Crosstalk corrupts HRTF information and ITD or ILD cues so that a listener may not properly or completely comprehend the soundfield's binaural cues that are embedded in the recording. Therefore, approaching the goal of BAL requires an effective cancellation of this unintended crosstalk, i.e. crosstalk cancellation or XTC for short.
While there are various techniques for effecting some level of crosstalk cancellation (XTC) for a two loudspeaker system, they all have one or more of the following drawbacks:    D1: Severe spectral coloration to the sound heard by the listener, even if that listener is sitting in the intended sweet spot.    D2: Useful XTC levels are reached only at limited frequency ranges of the audio band.    D3: Severe dynamic range loss when the sound is processed through the XTC filter or processor (while avoiding distortion and/or clipping).

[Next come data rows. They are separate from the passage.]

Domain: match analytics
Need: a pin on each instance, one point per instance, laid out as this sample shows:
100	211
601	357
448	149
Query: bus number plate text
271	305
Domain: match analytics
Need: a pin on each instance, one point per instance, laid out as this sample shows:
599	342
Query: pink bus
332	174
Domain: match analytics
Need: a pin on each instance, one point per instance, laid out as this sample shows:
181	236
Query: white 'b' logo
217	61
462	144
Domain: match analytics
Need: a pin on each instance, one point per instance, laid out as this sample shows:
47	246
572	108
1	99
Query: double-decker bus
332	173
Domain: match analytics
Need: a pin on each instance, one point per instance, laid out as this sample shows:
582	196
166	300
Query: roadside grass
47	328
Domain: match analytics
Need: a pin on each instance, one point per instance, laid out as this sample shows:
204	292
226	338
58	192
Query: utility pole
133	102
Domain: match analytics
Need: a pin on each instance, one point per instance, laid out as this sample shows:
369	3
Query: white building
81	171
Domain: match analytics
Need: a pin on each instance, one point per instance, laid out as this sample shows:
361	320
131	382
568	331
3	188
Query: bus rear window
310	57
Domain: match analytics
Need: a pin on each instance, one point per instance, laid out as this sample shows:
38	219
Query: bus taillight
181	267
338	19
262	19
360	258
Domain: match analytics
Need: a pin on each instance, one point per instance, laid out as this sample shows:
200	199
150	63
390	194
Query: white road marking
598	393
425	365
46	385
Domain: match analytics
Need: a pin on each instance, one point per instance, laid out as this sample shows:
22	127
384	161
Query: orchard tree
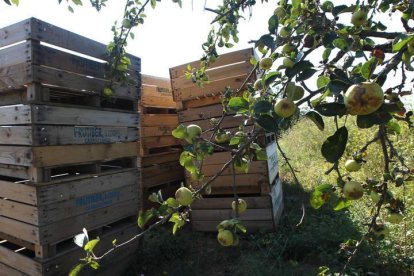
318	59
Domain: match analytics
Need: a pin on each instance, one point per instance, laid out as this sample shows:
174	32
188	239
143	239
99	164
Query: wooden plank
65	135
213	203
156	81
19	53
14	33
252	226
149	120
256	167
57	115
206	112
224	59
56	36
53	213
159	158
67	228
213	88
54	58
59	155
233	71
227	123
152	96
222	214
156	131
158	142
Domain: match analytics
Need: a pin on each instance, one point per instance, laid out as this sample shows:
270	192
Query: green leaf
153	3
75	271
91	245
144	217
273	24
337	86
342	203
316	118
341	43
238	104
400	42
262	107
334	146
331	109
321	195
394	126
322	81
326	54
268	123
368	68
94	265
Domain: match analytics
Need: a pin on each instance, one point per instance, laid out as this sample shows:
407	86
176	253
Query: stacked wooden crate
159	151
260	187
67	153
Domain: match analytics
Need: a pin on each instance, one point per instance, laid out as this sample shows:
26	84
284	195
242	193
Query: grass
309	248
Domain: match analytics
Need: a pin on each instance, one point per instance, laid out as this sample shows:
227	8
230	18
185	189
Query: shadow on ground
291	250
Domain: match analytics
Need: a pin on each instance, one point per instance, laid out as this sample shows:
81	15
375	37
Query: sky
169	37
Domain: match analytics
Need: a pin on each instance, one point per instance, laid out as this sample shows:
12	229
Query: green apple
288	48
266	63
193	131
241	206
284	108
353	190
280	12
258	85
184	196
222	137
363	98
225	237
352	166
394	218
359	18
288	62
285	32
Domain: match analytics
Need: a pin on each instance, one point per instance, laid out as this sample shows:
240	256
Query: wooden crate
262	214
230	70
256	182
159	150
20	260
44	63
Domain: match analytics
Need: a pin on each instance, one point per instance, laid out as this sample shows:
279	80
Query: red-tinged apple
359	18
352	165
363	98
184	196
225	237
353	190
284	108
266	63
241	206
288	62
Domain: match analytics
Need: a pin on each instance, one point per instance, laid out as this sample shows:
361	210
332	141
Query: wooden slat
14	33
159	158
149	120
233	71
65	135
251	226
212	203
67	228
152	96
222	214
156	81
224	59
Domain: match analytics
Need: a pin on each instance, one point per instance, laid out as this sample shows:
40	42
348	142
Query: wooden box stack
159	151
260	187
67	153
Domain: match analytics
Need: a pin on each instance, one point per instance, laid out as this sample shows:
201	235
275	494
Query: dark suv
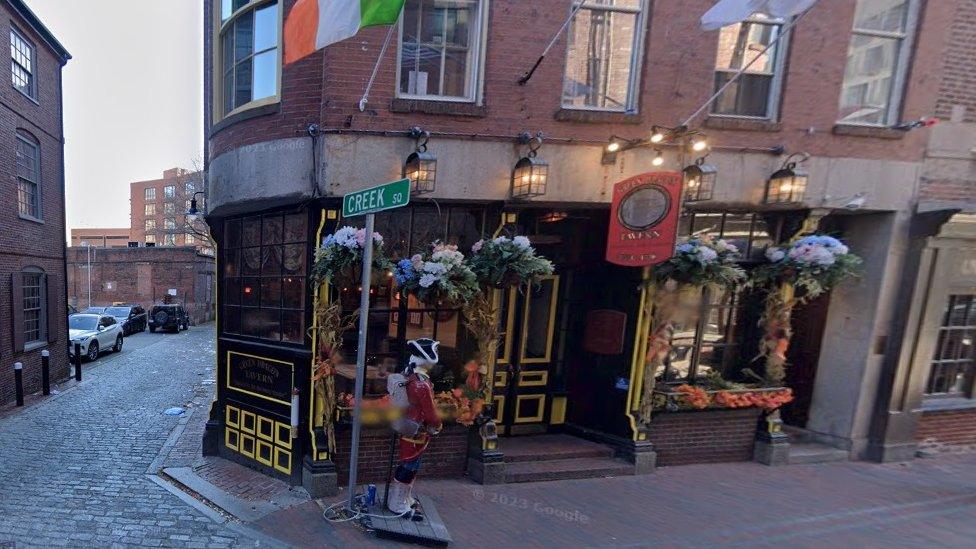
170	316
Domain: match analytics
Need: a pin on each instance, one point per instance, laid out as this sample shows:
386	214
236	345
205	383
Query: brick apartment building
289	142
143	276
100	238
32	228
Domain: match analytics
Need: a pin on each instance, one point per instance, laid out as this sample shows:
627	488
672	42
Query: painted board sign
261	377
644	219
604	333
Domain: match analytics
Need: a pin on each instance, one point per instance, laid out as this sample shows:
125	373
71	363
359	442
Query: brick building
100	238
284	147
32	227
143	276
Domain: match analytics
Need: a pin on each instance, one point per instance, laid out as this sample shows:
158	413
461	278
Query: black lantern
788	184
421	166
699	181
530	176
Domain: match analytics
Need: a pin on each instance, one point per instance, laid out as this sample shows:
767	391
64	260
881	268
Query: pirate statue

The above drawbacks can be seen by analyzing XTC using the most fundamental formulation of the XTC problem—that is by looking at the inverse of the system transfer matrix (as will be shown and discussed below) that describes sound propagation from the loudspeakers to the ears of the listener.
While the technique of constant parameter (non-frequency dependent) regularization, commonly used in XTC filter design to make the inversion of the system transfer matrix better behaved, may alleviate some of Drawback D3, it inherently introduces spectral artifice of its own (specifically, at the expense of reducing the amplitude of the spectral peaks in the inverted transfer matrix, constant-parameter regularization results in undesirable narrow-band artifacts at higher frequencies and a rolloff at lower frequencies at the loudspeakers) and does little to alleviate the other two drawbacks (D1 and D2).
Prior art frequency-dependent regularization, even when coupled with an effective optimization scheme, is not enough to deal away with Drawbacks D1, D2 and D3.
Previous XTC filter design methods based on system transfer matrix inversion (with or without regularization) strive to maintain a flat amplitude vs. frequency response at the ears of the listener by imposing a non-flat amplitude vs frequency response at the loudspeakers (as explained below), which causes a loss in the dynamic range of the processed sound, and, for reasons that will be explained below, leads to a spectral coloration of the sound as heard by the listener, even if the listener is sitting in the intended sweet spot.
Therefore, while previous methods are useful for designing XTC filters that can inherently correct for non-idealities in the amplitude vs frequency response of the playback hardware and loudspeakers, they do not address all of Drawbacks D1, D2 and D3.